North Cascades Institute presents “Journey through the Arctic with Debbie Miller:” A multimedia presentation and book release party
Wed, October 17: Walton Theatre at the Mount Baker Theatre, Bellingham, 7pm
Thurs, October 18: Skagit Transit Hub, Mount Vernon, 7 pm
No advanced tickets required; donations accepted at door. Details at http://ncascades.org/signup/programs/special-events#debbie-miller
Debbie Miller is on a mission.
Having spent considerable time in the far reaches of Arctic Alaska, she’s found a wilderness wonderland that most of us have never heard of. It is a landscape of superlative natural riches — the largest herd of caribou in America, the highest concentration of grizzly bears in the Arctic, millions of nesting migratory birds, beluga whales, polar bears, walruses, salmon, spotted seals, the list goes on and on. It is, like most untouched places, under threat of resource extraction and industrialization, and that is where Miller’s mission comes in to focus: spreading the gospel about this unspoiled terrain that belongs to each and every American.
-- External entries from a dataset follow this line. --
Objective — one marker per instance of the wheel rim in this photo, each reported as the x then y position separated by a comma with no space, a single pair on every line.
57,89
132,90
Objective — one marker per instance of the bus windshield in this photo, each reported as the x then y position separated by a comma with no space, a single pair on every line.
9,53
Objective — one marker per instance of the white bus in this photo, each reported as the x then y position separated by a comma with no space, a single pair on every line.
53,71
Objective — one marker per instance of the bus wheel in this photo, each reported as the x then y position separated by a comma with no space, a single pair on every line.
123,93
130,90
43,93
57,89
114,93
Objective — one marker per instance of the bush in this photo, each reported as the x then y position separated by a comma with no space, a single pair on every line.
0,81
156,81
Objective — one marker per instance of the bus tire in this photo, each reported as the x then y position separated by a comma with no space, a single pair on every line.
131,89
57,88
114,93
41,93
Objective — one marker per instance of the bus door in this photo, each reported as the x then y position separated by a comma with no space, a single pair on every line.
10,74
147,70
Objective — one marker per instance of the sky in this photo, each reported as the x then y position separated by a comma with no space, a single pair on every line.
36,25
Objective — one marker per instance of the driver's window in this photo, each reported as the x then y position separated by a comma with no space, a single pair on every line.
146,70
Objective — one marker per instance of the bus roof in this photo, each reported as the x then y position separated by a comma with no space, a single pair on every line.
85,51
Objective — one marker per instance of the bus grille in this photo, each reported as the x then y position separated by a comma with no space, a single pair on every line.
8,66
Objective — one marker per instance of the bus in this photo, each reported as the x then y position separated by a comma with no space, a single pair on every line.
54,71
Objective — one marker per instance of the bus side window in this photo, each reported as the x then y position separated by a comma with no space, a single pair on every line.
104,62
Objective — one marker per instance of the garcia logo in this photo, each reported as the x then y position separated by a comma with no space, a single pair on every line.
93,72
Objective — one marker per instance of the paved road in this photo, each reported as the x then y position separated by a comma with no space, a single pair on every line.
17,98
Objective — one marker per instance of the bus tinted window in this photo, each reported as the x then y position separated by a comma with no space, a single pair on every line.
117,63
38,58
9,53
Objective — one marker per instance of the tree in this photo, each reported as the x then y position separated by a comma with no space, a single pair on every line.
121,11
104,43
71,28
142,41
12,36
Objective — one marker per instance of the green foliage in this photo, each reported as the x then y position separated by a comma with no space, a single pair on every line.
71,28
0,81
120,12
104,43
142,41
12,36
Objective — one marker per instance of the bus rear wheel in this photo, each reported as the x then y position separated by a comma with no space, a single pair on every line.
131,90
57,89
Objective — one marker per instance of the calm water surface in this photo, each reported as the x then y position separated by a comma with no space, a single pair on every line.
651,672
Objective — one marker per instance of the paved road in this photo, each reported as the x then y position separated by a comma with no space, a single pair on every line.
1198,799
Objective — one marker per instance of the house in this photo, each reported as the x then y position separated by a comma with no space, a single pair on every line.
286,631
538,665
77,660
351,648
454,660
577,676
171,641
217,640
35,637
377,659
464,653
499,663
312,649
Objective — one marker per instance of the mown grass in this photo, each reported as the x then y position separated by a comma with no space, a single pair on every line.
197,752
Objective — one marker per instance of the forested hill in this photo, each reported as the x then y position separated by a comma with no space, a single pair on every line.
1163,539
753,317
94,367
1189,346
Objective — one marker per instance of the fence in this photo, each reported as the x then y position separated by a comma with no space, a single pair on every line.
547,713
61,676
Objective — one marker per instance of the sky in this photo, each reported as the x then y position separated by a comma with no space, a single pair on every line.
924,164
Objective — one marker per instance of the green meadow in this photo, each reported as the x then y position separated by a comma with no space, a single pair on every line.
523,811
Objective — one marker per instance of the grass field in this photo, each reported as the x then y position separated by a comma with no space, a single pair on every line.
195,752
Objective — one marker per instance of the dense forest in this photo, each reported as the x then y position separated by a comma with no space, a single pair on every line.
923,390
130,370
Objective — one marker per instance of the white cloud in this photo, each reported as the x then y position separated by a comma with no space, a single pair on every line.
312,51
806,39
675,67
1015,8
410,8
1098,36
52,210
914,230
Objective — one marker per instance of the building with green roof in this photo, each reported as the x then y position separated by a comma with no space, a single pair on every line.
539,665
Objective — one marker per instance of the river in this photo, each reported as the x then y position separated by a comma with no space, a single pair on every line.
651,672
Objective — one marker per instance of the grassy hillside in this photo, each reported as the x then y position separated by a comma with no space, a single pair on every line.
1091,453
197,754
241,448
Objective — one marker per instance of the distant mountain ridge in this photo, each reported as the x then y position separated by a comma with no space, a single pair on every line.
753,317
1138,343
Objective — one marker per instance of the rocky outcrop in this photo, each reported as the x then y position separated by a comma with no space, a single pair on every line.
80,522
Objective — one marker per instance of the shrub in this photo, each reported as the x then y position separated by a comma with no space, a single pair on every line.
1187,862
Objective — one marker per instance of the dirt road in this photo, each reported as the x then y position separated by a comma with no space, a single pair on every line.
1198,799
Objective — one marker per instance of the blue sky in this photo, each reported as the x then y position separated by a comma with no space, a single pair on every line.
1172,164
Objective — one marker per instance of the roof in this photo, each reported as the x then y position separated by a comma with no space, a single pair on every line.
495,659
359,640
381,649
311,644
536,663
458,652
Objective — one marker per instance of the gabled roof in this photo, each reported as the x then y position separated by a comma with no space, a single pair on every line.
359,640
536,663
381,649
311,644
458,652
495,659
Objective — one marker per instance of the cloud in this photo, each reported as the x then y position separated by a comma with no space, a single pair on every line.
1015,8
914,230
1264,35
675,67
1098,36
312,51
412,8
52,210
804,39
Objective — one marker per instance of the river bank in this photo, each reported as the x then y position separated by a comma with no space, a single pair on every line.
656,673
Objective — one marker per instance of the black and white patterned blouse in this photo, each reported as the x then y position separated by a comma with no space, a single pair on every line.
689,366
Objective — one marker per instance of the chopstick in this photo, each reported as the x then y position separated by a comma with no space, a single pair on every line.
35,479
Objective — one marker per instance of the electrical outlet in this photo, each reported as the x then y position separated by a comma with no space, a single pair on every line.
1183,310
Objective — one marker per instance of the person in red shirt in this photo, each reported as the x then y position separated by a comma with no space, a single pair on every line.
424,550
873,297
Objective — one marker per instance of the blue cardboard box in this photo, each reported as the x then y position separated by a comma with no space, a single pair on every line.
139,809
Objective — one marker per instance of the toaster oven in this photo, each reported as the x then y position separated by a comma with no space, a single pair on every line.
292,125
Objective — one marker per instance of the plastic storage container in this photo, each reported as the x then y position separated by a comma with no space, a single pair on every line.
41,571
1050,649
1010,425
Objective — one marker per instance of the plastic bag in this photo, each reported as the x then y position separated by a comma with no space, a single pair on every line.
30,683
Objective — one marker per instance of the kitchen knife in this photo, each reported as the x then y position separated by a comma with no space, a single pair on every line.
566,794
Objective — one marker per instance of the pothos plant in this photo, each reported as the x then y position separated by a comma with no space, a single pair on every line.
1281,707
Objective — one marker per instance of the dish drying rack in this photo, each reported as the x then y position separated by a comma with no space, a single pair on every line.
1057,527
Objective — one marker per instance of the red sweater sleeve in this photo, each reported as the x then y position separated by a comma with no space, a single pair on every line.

So, why haven’t most of us heard about this special place? Call it bad branding.
“The National Petroleum Reserve” is not a name that inspires wonder and awe. It sounds like the place you’d stop to fill up the gas tank on your way to the much more famous Arctic National Wildlife Refuge, which lies to the east.
And yet, this reserve — larger than the state of Maine, ten times as big as Yellowstone National Park — is the largest unit of public lands in the US. Its 23 million acres are home to the largest river (Colville) and lake (Teshekpuk) in Arctic Alaska, the aforementioned riches of wildlife and migratory bird habitat, the most prolific site of dinosaur fossils of any polar region on earth and more than 10,000 years of native inhabitation and history.
It also, not surprisingly, holds oil and natural gas resources, and neighbors the 1000-square-mile industrial oil-field development of Prudhoe Bay and other North Slope complexes.
While there are designated “special areas” within the Reserve — denoting exceptional wildlife, recreational, subsistence, historical and scenic values — not a single acre has permanent protection.
Miller’s new book On Arctic Ground: Tracking Time Through Alaska’s National Petroleum Reserve aims to change that. She is traveling around the country giving multimedia presentations that combine photography, soundscapes, scientific findings and storytelling, bringing her journeys through the Reserve to life.
She hopes to win over the hearts and minds of Americans, introduce them to this hidden gem and inspire actions towards protecting the best, most profound places within the Reserve.